Manufacturing: There’s also significant potential in manufacturing, especially in processing raw minerals into usable forms or creating components for the critical minerals industry. Startups can focus on developing new processing technologies that are more efficient or environmentally friendly. With Ontario’s integrated supply chain, there’s an opportunity for startups to contribute to the province’s manufacturing capabilities, particularly in areas like electric vehicle components and battery technology.
Ontario’s Government funding in critical minerals
- Deduction of Provincial/Territorial Mining Taxes and Royalties: Taxes and royalties on mineral resource income are fully deductible for corporate income tax.
- Flow-Through Shares (FTSs): FTSs allow companies to transfer certain expenses, such as mineral exploration or development, to shareholders which can reduce their taxable income.
- Mineral Exploration Tax Credit (METC): 15% credit to help exploration companies raise equity funds and an extended FTS investment tax deduction until March 31, 2024.
- Accelerated Capital Cost Allowance: Businesses can write off 100% of the cost of machinery used in specified clean energy generation/ conservation equipment.
- Canadian Exploration Expense (CEE): Expenses incurred when determining the existence, location, extent, or quality of a mineral resource in Canada are 100% deductible in the same year.
- Canadian Development Expense (CDE): Expenses such as sinking or excavating a mine shaft, and pre-production mine development expenses after 2017, are deductible at a 30% declining balance
- Northern Energy Advantage Program (NEAP): Mining companies in Northern Ontario can enjoy competitive, stable and predictable electricity price rates through this program.
- Ontario Junior Exploration Program: This program helps with the early financing of junior mining companies.
- Northern Ontario Heritage Fund Corporation: Mining companies can get financial assistance from this fund.
- Clean Tech Tax Credit: A 30% refundable credit on eligible clean tech equipment costs, available from 2023 to 2032/2034.
- Canada Growth Fund: Targets risk mitigation in natural resources and critical supply chains using tools like concessional loans.
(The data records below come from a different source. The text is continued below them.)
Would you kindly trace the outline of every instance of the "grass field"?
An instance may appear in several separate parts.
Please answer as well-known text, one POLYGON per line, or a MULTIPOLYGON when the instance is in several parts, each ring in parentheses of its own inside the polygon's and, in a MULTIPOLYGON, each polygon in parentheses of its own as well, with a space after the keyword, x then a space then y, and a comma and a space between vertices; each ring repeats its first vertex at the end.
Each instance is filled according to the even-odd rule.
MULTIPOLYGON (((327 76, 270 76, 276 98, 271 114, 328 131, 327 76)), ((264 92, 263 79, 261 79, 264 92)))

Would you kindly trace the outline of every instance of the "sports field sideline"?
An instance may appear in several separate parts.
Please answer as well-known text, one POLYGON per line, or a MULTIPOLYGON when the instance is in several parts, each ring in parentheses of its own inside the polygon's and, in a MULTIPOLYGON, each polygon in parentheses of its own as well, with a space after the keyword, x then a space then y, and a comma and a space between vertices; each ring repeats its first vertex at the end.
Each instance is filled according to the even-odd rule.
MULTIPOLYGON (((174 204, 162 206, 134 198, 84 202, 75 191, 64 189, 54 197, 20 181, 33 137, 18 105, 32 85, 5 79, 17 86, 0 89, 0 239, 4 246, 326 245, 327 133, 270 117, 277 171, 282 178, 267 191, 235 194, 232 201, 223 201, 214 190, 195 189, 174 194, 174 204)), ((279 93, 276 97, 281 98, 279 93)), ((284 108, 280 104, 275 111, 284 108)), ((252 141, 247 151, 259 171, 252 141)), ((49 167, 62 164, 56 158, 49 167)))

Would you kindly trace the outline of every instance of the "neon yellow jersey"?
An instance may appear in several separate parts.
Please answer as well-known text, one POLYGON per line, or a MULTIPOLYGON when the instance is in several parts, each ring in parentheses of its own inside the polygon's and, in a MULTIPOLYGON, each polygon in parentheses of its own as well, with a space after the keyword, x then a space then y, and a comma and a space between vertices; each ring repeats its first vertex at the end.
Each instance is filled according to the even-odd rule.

Its goal is to draw private capital for the net-zero economy, focusing on critical minerals development.
- Loss Provisions: Acknowledging the mining industry’s volatility, Canada allows net capital losses to be carried back three years or forward indefinitely, and non-capital losses to be carried back three years or forward for 20 years.
- Critical Minerals Innovation Fund (CMIF): The Critical Minerals Innovation Fund (CMIF) provides funding to projects that help strengthen Ontario’s critical minerals sector.